Alice's Wonderland Bakery is based on Disney's animated feature Alice in Wonderland (1951), which in turn is based on the Alice book series by Lewis Carroll. In the film, there is a scene in which the Mad Hatter hosts a tea party with teapots that pipe music, hats producing three-layer frosted cakes, and exploding firework candles in the sky. Disney Television Animation decided to produce a heritage project based upon the scene, which would also take inspiration from the sense of connection brought by food. Creator Chelsea Beyl said: "I started thinking about all the whimsy, the comedy, and the peculiar characters that are in the original movie and thought, 'Wow, preschoolers are going to love this' ... It's silly. And then we're combining all that with baking, which, of course, kids love to do as well." In May 2021, Disney Junior greenlit the series, to air on the network in 2022.

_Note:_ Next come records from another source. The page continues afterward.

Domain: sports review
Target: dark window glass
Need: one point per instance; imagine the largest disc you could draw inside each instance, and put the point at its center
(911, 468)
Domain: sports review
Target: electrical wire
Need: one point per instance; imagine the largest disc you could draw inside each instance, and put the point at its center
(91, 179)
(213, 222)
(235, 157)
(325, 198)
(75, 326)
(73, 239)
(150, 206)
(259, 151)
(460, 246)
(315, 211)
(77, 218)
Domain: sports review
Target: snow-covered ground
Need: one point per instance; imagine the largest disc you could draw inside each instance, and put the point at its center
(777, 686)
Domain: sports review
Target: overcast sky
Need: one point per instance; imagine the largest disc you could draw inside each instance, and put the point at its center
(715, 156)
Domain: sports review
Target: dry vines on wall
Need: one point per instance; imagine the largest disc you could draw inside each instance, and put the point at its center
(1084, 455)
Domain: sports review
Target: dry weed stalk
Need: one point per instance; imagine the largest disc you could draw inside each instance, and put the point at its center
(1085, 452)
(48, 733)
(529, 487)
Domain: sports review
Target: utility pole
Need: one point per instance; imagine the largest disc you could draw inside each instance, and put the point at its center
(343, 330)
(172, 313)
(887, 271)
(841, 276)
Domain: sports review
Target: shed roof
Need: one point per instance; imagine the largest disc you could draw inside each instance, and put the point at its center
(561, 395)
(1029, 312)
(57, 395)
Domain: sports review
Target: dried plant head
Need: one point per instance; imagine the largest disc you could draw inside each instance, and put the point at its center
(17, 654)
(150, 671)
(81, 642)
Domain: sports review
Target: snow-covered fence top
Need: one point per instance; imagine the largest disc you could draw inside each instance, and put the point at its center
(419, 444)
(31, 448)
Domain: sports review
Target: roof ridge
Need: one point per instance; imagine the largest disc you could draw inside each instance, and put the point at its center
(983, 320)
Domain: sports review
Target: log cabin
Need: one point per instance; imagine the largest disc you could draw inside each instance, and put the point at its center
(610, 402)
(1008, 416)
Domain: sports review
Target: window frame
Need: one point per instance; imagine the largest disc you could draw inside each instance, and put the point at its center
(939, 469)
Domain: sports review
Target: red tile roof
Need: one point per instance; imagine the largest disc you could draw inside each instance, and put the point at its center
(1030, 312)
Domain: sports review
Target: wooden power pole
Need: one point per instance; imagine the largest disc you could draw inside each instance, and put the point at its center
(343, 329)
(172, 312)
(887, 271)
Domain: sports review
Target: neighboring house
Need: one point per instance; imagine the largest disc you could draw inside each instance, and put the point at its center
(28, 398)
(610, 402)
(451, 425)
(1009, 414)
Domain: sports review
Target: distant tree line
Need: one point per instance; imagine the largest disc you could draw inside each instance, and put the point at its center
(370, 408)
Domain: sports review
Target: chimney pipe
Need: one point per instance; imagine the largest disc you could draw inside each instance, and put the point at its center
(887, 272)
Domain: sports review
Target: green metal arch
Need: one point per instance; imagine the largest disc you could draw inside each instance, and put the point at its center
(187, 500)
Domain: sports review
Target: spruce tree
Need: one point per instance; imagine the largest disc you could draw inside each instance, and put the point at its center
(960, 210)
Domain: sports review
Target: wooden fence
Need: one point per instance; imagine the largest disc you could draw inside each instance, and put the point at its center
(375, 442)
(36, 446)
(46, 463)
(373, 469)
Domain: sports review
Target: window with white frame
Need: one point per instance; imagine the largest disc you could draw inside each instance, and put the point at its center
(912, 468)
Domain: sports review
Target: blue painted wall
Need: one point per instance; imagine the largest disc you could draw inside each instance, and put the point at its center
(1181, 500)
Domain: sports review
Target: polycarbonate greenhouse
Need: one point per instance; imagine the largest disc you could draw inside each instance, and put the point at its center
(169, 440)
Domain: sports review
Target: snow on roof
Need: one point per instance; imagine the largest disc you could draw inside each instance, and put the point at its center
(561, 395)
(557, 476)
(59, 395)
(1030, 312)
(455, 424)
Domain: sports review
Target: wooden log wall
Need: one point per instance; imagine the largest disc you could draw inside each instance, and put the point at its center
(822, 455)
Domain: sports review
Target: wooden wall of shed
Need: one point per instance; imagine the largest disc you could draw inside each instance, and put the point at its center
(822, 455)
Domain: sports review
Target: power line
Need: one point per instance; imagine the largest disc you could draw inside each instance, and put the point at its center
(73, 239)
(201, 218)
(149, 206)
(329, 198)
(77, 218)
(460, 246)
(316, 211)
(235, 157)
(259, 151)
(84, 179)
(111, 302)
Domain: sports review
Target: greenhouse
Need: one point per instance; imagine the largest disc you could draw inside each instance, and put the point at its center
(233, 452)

According to co-executive producer and art director Frank Montagna, the shift in storytelling from a 1950s animated film to a 2022 animated preschool TV series was unexpectedly simple. He stated that there are many enjoyable activities in Wonderland, such as the tea parties, cards, and mazes. The team removed the frightening elements from the original film and kept the entertaining ones. Throughout the book and the film, there are references to the words "Eat me" and "Drink me". Because of this, Montaga came up with the idea of fusing Alice in Wonderland with a bakery when Beyl initially presented the show to him. The show highlights the importance of food, which is used as a form of creativity and self-expression; Alice makes friends and learns of other cultures through food. Beyl stated that "food [is] essentially [Alice's] superpower ... [and] how she connects with all these curious and peculiar characters." The series pays homage to the original Alice, who is always thinking, by having its version of Alice constantly trying to figure out things.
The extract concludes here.